During my second simulation report, the purpose of the simulation was to find a solution and develop a test plan to verify and validate the efficacy of the solution. I expected researching and coming up with a solution to be the hardest part of the process. However, coming up with the test plan was the hardest part it is essential to develop a testing plan that can prove the efficacy of the product as fast as possible and with the lowest cost possible. What are some strategists to develop testing plans?
During my second simulation report, the purpose of the simulation was to find a solution and develop a test plan to verify and validate the efficacy of the solution. I expected researching and coming up with a solution to be the hardest part of the process. However, coming up with the test plan was the hardest part it is essential to develop a testing plan that can prove the efficacy of the product as fast as possible and with the lowest cost possible. Even though every project needs its customized test plan, What are some common strategists to develop testing plans?
It is very important to understand the product ecosystem. The tests have to start to be designed as product specs are being developed. The tests have to be treated like a subproject. While defining the acceptance criteria ensuring there is no ambiguity is important too. It is great to have test engineers in charge of testing, and with time test engineers would develop the experience that is required to foresee how everything would go. It is also good practice to have responses planned for tests in case there will be failed tests. Some tests might require high sample lead times or high test run times and planning accordingly is important.

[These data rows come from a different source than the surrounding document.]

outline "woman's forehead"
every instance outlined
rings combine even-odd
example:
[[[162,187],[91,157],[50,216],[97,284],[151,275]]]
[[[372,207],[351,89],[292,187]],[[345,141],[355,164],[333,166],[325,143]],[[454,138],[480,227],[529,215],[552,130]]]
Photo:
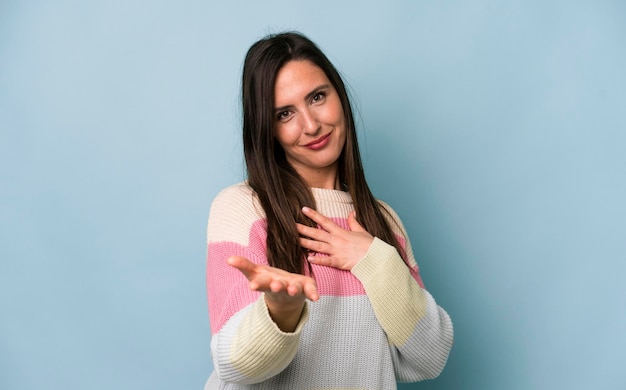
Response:
[[[276,75],[274,100],[277,106],[293,104],[322,86],[332,86],[326,73],[311,61],[289,61]],[[284,101],[284,102],[281,102]]]

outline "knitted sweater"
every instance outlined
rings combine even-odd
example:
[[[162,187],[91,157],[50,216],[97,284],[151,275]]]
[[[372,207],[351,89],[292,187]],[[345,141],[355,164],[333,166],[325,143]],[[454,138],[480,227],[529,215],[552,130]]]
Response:
[[[348,229],[349,193],[312,188],[320,213]],[[424,289],[404,227],[386,204],[406,252],[375,238],[351,271],[312,265],[320,299],[305,303],[293,333],[269,316],[262,293],[226,264],[232,255],[268,264],[266,221],[244,182],[214,200],[208,222],[209,389],[395,389],[434,378],[446,364],[453,330]],[[387,213],[385,213],[387,214]]]

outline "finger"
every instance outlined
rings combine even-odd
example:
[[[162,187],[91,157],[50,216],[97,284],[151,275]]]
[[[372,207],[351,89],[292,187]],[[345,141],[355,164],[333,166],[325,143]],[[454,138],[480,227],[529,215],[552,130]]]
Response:
[[[296,282],[289,283],[289,286],[287,286],[287,294],[292,297],[302,294],[302,285]]]
[[[317,285],[314,280],[310,280],[305,282],[304,286],[304,296],[312,300],[313,302],[317,301],[320,296],[317,292]]]
[[[226,263],[241,271],[248,280],[258,272],[258,265],[242,256],[231,256],[226,260]]]
[[[330,233],[325,230],[306,226],[301,223],[297,223],[296,228],[298,229],[298,233],[302,234],[303,236],[312,238],[316,241],[330,242],[331,240]]]
[[[253,291],[267,291],[270,290],[272,281],[273,279],[269,274],[257,274],[250,279],[249,287]]]
[[[348,215],[348,227],[353,232],[364,232],[363,226],[356,220],[356,211],[353,211]]]
[[[304,206],[302,208],[302,212],[304,213],[304,215],[311,218],[313,221],[317,222],[317,224],[320,225],[322,229],[326,230],[329,233],[333,233],[337,231],[337,229],[341,229],[341,227],[339,227],[339,225],[334,223],[332,219],[318,213],[317,211],[309,207]],[[344,230],[344,229],[341,229],[341,230]]]
[[[313,252],[329,254],[330,245],[315,240],[309,240],[308,238],[300,237],[300,246]]]
[[[287,283],[281,279],[274,279],[270,282],[270,291],[277,293],[285,291],[287,289]]]
[[[332,259],[330,256],[315,256],[315,255],[309,255],[307,258],[307,261],[313,264],[317,264],[317,265],[325,265],[325,266],[332,266]]]

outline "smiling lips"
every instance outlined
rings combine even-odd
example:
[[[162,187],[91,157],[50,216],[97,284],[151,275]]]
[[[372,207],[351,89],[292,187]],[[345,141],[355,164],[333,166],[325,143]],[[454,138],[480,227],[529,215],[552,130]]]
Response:
[[[326,146],[326,144],[328,144],[328,141],[330,141],[330,134],[331,133],[323,135],[323,136],[319,137],[318,139],[313,140],[313,141],[309,142],[308,144],[306,144],[304,146],[309,148],[309,149],[313,149],[313,150],[321,149],[324,146]]]

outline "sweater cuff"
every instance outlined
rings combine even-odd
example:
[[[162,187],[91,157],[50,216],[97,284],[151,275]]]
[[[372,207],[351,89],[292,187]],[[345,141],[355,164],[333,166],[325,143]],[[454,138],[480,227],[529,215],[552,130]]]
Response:
[[[363,284],[389,341],[403,345],[424,316],[426,301],[396,248],[374,238],[365,257],[351,272]]]
[[[262,294],[241,323],[231,349],[231,363],[250,378],[249,383],[271,378],[284,370],[298,352],[300,334],[309,318],[305,301],[294,332],[283,332],[270,317]]]
[[[261,302],[263,303],[262,305],[261,305]],[[294,336],[300,335],[300,333],[302,332],[302,328],[304,327],[304,324],[306,324],[306,322],[309,319],[309,301],[305,300],[304,307],[302,308],[302,314],[300,314],[300,319],[298,320],[298,325],[296,325],[296,329],[294,329],[293,332],[284,332],[278,327],[278,325],[276,325],[276,323],[272,319],[272,316],[270,315],[270,309],[267,307],[267,304],[265,303],[265,293],[261,294],[261,297],[259,298],[259,301],[256,303],[256,305],[259,306],[257,310],[259,310],[260,314],[262,313],[262,316],[265,318],[265,321],[269,321],[271,323],[271,326],[272,326],[271,332],[278,333],[285,337],[294,337]]]
[[[396,248],[380,238],[374,237],[374,241],[372,241],[367,253],[352,267],[351,272],[365,285],[377,275],[380,275],[381,270],[386,266],[385,263],[393,257],[394,252],[397,253]],[[399,259],[399,261],[402,262],[401,265],[403,267],[406,267],[402,259]]]

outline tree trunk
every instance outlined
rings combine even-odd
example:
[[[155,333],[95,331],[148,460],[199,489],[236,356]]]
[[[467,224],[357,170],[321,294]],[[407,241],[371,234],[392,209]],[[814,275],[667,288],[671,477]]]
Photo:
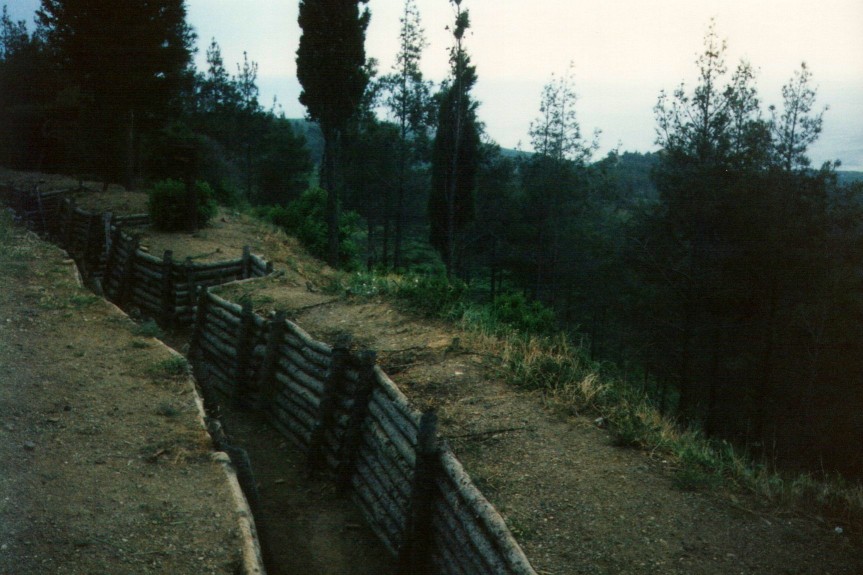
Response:
[[[340,134],[338,130],[324,132],[324,189],[327,191],[325,219],[327,221],[327,263],[332,267],[339,264],[339,181],[338,151]]]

During the second simulation, I found it helpful to first brainstorm all the things we thought could be the problem. From there, we were able to evaluate which were more probable as well as which would be the easiest and quickest to test first. Then, while the first round of testing was occurring and we were waiting on results we were able to start making tentative for the next round to have a head start once the results came in. By prioritizing which components were most likely the problem and then creating test plans in a timely manner, we were able to efficiently run tests to solve the problem. It was also useful to plan independent tests that could be run in parallel. This made it possible to test multiple components while being more efficient by running them at the same time.
For the second simulation my group found it helpful to develop a list of the potential issues, but not develop a new test plan. This is because we need to first make sure we completed the existing test of just overnight storage. Instead we thought of issues and then created a procedure and validation criteria that would point out what the issue was with the initial design. Overall, my go to strategy for making testing plans is to try and make them as simple as possible, while also giving detailed instructions in the procedure so that repeatability is possible.
When I like to tackle a challenge, I find it very helpful to alter one variable at a time. In this simulation, by changing the packaging and medicine at one time, a concrete solution could not be determined if this were to fail. What exactly caused the failure? Think of this approach as introducing new foods to a child. At the moment, you don’t know what they’re allergic to. But giving them peanuts, milk, or wheat in one day, makes it very difficult to determine what they should not eat if an outbreak occurs. After you have determined one variable is not the issue, continue introducing more, and eventually the one that is causing the problem will be discovered.
My team's approach to the simulation was to first list all the possible roots of the problem. Then, we would list them in decreasing order of how probable they would to occur. After that, we would conduct some research on available tests that would allow us to test our theory. As others have mentioned, it is important to change one variable at a time to better target the problem. In some cases, there might be one factor causing the problem, and in others there might be more than one. While you're waiting for the response, it is good to plan the next step. Look into solution that might help your chosen variable, and at the same time look into other factors that might've caused the problem too.
From working in a testing group, one common strategy I see for developing fast and low cost testing is by taking advantage of compendial test methods. Compendial test methods are test methods that have been used in the past and are accepted as a "standard". ASTM has a wide variety of useful test methods ( ASTM TEST METHODS » SGS-IPS Testing ). In the medical device industry, you won't always find a compendial method that overlaps with exactly what you are trying to test. Despite that, these methods can still be very useful. If there is a method that is similar, you can use is as a basis for developing a medical device specific method leveraging as much as you can from the other methods. This can save time and money.
Has anyone had any experiences working with compendial test methods?
Thanks,
Matt
I agree Naglaa, the hardest part of these simulations thus far has been setting up the test procedure. I'd say this comes with both our lack of experience setting up these kinds of tests and our ignorance with the root of the failure of these scenarios. I think depending on the scenario you want to tackle the situation differently. For example, in the second sim, I tried to take that approach of researching the different materials that could be substituted for what was used because I thought the flaw came from the components used in the system as well as the actual syringe. However with sim 3, I tried taking the same approach, and based on the professor's feedback I should've also considered the different toxicology lab results, which is something I didn't even think to tackle on the fly.